Wednesday, May 9, 2012

Fertility Preservation? What is that? : Part II

Please excuse the divergence from my usual "Words of Wisdom Wednesday" post.
Part I Part II / Part III / Part IV

So, here I am, following up to Monday's post.

We don't have kids, are not pregnant, and are not currently TTC. So, why have I been to a fertility doctor?

In 2009, I was diagnosed with Hodgkin's Lymphoma and was told I needed to undergo chemotherapy and radiation treatments. These kind of treatments are a sea of the unknown.
Will I lose my hair? Probably, but maybe not. (I did)
Will I feel sick all the time and be vomiting? Probably not, but maybe. (Just exhausted and frail)
Will this affect my fertility? Probably not, but we can't guarantee that. (??)

I didn't even know to ask that fertility question! Most patients don't know that either. My primary doctor prompted that discussion, and before the diagnosis week was over, I was sitting in Dr. Rychlik's fertility clinic's office for a consultation on fertility preservation.

So what is fertility preservation? Cancer treatments have varying risks of infertility to both men and women. For women, they cannot guarantee you will resume a normal menstrual cycle, but the other big issue is that women are born with all of the eggs they will ever have already in their body. Therefore, undergoing a harsh, toxic treatment like chemotherapy would also "treat" these eggs. No one know to what extent this effects the eggs and if it leads to miscarriages, difficulty conceiving, birth defects etc. Fertility preservation is an option for patients to have eggs (or sperm for males) BEFORE they begin chemotherapy treatment so the eggs are never "treated." . The fertility team can preserve eggs or sperm separately or together as embryos. I had no idea this even existed!

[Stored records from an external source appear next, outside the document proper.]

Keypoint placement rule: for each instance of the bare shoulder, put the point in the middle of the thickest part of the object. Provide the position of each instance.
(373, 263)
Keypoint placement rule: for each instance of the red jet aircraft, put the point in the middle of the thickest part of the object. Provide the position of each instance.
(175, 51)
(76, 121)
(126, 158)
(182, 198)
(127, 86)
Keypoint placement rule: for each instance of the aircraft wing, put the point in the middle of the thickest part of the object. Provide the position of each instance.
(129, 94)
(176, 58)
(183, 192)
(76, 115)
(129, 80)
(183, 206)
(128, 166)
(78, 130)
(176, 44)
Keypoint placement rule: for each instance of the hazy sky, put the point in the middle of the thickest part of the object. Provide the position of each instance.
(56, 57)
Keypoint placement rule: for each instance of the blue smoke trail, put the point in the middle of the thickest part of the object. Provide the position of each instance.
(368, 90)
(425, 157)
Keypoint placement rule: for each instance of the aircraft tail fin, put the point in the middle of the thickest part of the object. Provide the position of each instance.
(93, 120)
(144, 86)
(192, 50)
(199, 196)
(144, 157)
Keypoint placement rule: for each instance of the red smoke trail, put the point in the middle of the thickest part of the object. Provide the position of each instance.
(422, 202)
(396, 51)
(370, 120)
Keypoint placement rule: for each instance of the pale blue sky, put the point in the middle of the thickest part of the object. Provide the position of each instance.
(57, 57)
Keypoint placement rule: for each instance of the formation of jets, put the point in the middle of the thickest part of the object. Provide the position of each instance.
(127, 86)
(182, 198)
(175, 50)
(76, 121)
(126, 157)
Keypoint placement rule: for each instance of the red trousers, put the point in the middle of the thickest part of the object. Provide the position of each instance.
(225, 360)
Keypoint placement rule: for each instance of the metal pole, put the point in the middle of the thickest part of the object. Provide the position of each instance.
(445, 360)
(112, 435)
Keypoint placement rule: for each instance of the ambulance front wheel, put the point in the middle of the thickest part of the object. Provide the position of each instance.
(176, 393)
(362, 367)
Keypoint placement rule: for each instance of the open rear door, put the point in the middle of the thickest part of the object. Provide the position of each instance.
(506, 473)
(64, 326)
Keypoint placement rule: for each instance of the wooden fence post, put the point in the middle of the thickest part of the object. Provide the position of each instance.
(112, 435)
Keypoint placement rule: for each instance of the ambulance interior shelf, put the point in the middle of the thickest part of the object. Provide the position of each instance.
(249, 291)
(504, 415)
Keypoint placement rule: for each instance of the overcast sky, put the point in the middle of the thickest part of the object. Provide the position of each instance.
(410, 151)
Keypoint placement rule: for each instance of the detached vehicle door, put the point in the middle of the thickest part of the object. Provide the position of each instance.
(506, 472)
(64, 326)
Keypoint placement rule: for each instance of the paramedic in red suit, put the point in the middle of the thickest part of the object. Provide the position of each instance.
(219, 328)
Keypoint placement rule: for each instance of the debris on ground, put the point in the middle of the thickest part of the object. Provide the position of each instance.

On this Friday afternoon, Dashing and I were not only facing my inevitable, upcoming chemotherapy treatments, but now faced with decisions on the future of our family, our ethical and religious beliefs, and the support of our family. So what did we do?????? I'll tell you........soon.


Sweet Simplicity said...

I bet you are so thankful that your primary care physician informed you of the option, regardless of what decision you all made. It is always nice to be informed.

Julie (Little Pink Rain Boots) said...

Thank goodness for modern science. I'm wishing you and your family all the best.

Love Lace said...

Thankful you had a physician that recommended you look at your options and make the best decision for you and your family. Anxious to read more of your story, you are always an inspiration.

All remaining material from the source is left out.